Captain Michael Grass (c.1735–1813) was a French-born militia captain who was loyal to the British and led a contingent of United Empire Loyalists to Canada after the American War of Independence. He was one of the founders of Kingston, Ontario.

==Early years==
Michael Grass was born in Strasbourg, Alsace around 1735, emigrated to America, and settled in Philadelphia in 1752. During his years in Philadelphia, he worked as a tanner and saddler. He later moved to New York City and then to Tryon County, New York where he began farming as well as continued his vocation of saddler.

==Seven Years' War and the American Revolution==
Grass served in the British regiment in New York during the Seven Years' War.

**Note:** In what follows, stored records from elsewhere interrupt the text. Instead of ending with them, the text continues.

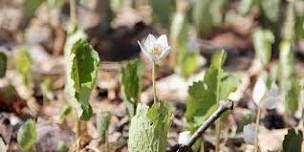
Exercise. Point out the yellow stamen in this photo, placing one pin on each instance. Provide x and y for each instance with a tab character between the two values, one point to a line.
155	51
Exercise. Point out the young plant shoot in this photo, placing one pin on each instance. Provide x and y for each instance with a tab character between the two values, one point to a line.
205	95
149	127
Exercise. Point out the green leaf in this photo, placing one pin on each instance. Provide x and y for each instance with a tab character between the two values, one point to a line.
293	141
162	11
130	78
27	135
3	64
263	40
289	23
66	110
149	128
205	95
245	6
216	10
23	63
103	120
288	83
82	63
30	7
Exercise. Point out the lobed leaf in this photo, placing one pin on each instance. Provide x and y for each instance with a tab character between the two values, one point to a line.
23	63
288	83
130	78
205	95
26	136
263	40
149	128
103	120
82	63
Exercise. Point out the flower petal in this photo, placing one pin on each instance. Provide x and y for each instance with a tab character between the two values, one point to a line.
149	41
164	53
162	40
274	90
183	137
148	54
259	90
249	133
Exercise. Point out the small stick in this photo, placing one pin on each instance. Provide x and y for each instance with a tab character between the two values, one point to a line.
224	106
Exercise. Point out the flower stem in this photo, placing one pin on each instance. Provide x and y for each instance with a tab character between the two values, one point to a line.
153	82
78	124
73	11
218	134
257	124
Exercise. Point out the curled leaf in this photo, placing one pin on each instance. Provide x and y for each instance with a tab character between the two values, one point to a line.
82	67
149	128
3	64
130	79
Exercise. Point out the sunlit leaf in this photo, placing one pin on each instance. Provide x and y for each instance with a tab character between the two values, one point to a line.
293	141
245	6
103	120
30	7
288	82
205	95
263	40
27	135
3	64
82	63
271	9
66	110
149	128
130	77
216	10
23	63
288	32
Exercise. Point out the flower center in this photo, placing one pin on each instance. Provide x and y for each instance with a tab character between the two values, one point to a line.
155	51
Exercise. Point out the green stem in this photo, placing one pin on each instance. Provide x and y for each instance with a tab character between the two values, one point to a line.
73	11
257	124
153	82
78	124
218	134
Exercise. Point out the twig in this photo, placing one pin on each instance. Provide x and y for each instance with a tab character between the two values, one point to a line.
226	105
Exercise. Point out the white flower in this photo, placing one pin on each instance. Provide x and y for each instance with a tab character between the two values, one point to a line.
183	137
155	49
272	97
259	90
249	133
193	44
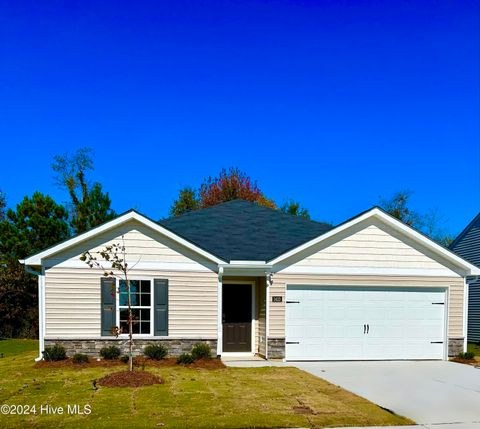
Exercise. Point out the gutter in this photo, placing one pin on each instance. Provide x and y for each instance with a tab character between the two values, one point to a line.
41	306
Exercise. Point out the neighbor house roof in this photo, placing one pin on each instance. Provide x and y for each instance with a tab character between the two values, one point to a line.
467	244
242	230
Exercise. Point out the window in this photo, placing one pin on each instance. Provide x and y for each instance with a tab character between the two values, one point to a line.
141	301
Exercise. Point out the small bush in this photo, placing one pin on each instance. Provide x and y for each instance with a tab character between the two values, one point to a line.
201	351
185	359
466	355
155	351
80	358
110	353
54	353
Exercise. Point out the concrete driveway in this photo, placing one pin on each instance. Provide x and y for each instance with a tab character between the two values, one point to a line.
428	392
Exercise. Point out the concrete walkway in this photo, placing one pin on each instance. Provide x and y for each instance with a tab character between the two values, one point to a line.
435	394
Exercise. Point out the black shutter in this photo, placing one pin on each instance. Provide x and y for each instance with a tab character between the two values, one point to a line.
160	317
109	295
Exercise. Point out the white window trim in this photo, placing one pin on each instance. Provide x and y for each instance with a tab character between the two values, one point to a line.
117	306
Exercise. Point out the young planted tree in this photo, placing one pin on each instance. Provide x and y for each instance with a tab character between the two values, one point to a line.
115	257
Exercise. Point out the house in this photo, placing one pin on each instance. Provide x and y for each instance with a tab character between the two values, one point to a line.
467	245
247	279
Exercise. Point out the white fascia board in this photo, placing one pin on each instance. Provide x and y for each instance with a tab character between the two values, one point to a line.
36	260
395	224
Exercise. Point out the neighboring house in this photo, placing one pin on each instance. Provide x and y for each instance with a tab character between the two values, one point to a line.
248	279
467	245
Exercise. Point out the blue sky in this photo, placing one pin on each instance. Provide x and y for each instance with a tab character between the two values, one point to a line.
333	103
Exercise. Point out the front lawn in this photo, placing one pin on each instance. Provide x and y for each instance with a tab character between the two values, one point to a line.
198	398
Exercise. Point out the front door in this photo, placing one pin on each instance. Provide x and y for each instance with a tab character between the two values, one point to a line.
237	317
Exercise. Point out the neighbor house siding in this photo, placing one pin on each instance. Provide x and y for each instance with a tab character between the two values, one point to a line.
454	284
72	301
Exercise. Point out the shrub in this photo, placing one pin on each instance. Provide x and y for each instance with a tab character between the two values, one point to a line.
110	353
80	358
201	351
155	351
466	355
185	359
56	352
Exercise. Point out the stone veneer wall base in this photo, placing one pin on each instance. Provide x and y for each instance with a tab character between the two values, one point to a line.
92	347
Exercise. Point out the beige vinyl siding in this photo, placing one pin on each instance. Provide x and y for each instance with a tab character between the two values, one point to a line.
371	245
142	246
72	302
454	284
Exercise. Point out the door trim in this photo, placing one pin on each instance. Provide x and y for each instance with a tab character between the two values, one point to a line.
253	329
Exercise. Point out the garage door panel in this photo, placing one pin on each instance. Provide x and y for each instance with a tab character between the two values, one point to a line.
328	323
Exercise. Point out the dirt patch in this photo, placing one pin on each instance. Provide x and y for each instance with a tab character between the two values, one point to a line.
129	379
302	409
198	364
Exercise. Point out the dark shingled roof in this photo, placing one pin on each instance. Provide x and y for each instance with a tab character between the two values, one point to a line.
242	230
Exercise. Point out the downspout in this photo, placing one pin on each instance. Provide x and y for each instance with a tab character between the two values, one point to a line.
41	312
465	314
219	312
268	278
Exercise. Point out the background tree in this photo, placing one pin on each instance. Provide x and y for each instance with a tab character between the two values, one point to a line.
231	185
294	208
186	202
36	223
430	223
398	206
228	185
90	205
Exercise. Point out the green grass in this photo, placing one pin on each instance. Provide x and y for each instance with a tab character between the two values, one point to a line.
14	347
225	398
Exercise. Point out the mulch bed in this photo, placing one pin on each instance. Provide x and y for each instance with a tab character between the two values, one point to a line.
138	361
68	363
129	379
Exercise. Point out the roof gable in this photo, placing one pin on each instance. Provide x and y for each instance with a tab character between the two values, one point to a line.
467	244
36	260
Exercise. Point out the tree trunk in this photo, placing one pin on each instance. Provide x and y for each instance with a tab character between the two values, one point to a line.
130	326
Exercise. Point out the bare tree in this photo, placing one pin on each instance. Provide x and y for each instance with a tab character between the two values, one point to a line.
115	255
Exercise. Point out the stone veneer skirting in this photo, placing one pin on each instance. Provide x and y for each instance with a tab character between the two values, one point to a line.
91	347
455	346
276	348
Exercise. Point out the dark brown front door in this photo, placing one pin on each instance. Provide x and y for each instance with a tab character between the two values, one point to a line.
237	318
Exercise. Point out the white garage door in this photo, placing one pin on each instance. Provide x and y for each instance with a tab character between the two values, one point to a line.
332	323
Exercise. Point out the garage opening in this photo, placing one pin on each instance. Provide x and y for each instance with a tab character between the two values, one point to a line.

During this time Grass was apparently captured by French forces and imprisoned at Fort Frontenac around 1756, where he gained an appreciation for the Cataraqui area. In 1777, at the beginning of the American Revolution, Grass returned to New York City because Tryon County became too dangerous for Loyalists. While in New York he served as a lieutenant in the New York City Militia.

==Loyalist leader==
In 1783, Grass and a group of Loyalist families were sent by Sir Guy Carleton to settle on the north shore of Lake Ontario. He was placed in charge of eight companies of Loyalists, consisting of up to a thousand people. From New York City they headed to Sorel, Quebec in the fall of 1783 and were given permission later that year by Governor Frederick Haldimand to settle at the location preferred by Grass - Cataraqui (later named Kingston). Grass arrived with about fifty families in 1784.

Grass is considered one of the founders of Kingston, Ontario. He became a leader in the new community, creating one of the first permanent English-speaking towns in Canada. He was appointed a magistrate and performed many of the marriages in Kingston during these early years
In Kingston, Ontario, a street is named after Michael Grass. As well, the publishing house Michael Grass House bears his name.